One day a teacher called to tell me she'd caught my son (I won't say which one) behaving inappropriately.
She said, "Normally, I would have put him in time out, but then I thought about your Viking blood comment and all I could do was laugh."
I thought of that "ethnic joke" getting my son off the hook when I took a long-term subbing position in kindergarten at Arcado last year. I had a similar experience on the other side of the desk.
During open house, a mother asked me if I'd had any trouble with her daughter.
"Absolutely none," I said. "She's an angel."
"I wouldn't call her an angel," she said, "but she definitely is a free spirit. Like at her ball games, she dances in the outfield like she has no idea what's going on around her. That kind of thing. Please let me know if she's ever a problem."
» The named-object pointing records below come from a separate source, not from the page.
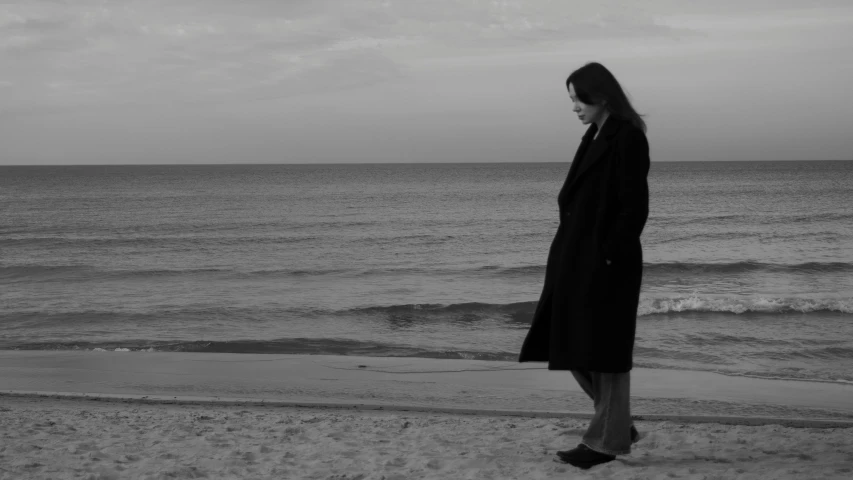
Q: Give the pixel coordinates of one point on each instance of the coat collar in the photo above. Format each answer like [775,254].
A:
[591,151]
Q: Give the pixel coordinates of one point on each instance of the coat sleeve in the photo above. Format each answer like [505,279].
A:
[632,193]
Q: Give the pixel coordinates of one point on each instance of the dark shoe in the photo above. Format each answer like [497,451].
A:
[584,457]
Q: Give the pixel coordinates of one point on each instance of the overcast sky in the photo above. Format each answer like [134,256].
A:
[306,81]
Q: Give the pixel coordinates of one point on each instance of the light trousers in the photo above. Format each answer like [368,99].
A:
[610,428]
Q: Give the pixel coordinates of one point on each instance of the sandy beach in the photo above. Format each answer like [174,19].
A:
[66,438]
[111,415]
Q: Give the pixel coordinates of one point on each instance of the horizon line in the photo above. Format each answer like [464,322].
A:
[382,163]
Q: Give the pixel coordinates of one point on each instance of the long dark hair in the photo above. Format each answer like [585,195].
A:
[595,85]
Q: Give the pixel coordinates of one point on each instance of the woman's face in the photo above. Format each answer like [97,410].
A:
[586,113]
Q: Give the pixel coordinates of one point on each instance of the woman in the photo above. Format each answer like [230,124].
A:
[587,312]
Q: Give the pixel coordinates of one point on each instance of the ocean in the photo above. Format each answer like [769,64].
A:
[748,265]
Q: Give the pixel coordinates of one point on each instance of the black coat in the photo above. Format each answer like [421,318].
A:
[587,313]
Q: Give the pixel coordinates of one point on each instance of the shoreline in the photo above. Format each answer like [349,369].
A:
[216,402]
[411,382]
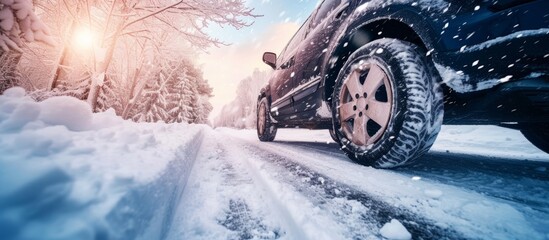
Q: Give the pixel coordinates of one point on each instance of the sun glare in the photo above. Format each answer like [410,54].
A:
[83,37]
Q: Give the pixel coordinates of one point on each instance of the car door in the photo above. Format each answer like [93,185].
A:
[283,83]
[311,54]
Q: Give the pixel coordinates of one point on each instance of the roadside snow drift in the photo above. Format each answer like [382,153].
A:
[66,173]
So I carefully watched my little free spirit. When we worked on writing the alphabet, she drew her lower case e's like out of control @ signs and dotted her i's with flowers. Was that a free spirit thing? When I subbed at Parkview, all the high school girls did that. My free spirit was just precocious, I thought.
The next time I saw her mother, she asked, "Has she been any trouble?"
"Absolutely not," I replied.
But gradually I noticed that when we came in from the playground, my free spirit spent more and more time stopping to smell the roses. And the daisies. And the weeds. So I just made sure she was never at the end of the line. No big deal.
Then one day, during our bathroom break, I noticed all my boys were lined up ready to leave and all of my girls were still in the restroom. Another class was impatiently waiting. I charged into the girls' room to see what was holding things up.
There was a little curly-haired darling, dressed in pink, grasping a 10-foot length of paper towels still attached to the dispenser and whirling and twirling it to a song she was singing. Nine other little girls, totally bewildered, stood shaking the water off their hands.
Normally I would have read her the riot act and given her time out. But because it was my free spirit, all I could do was laugh.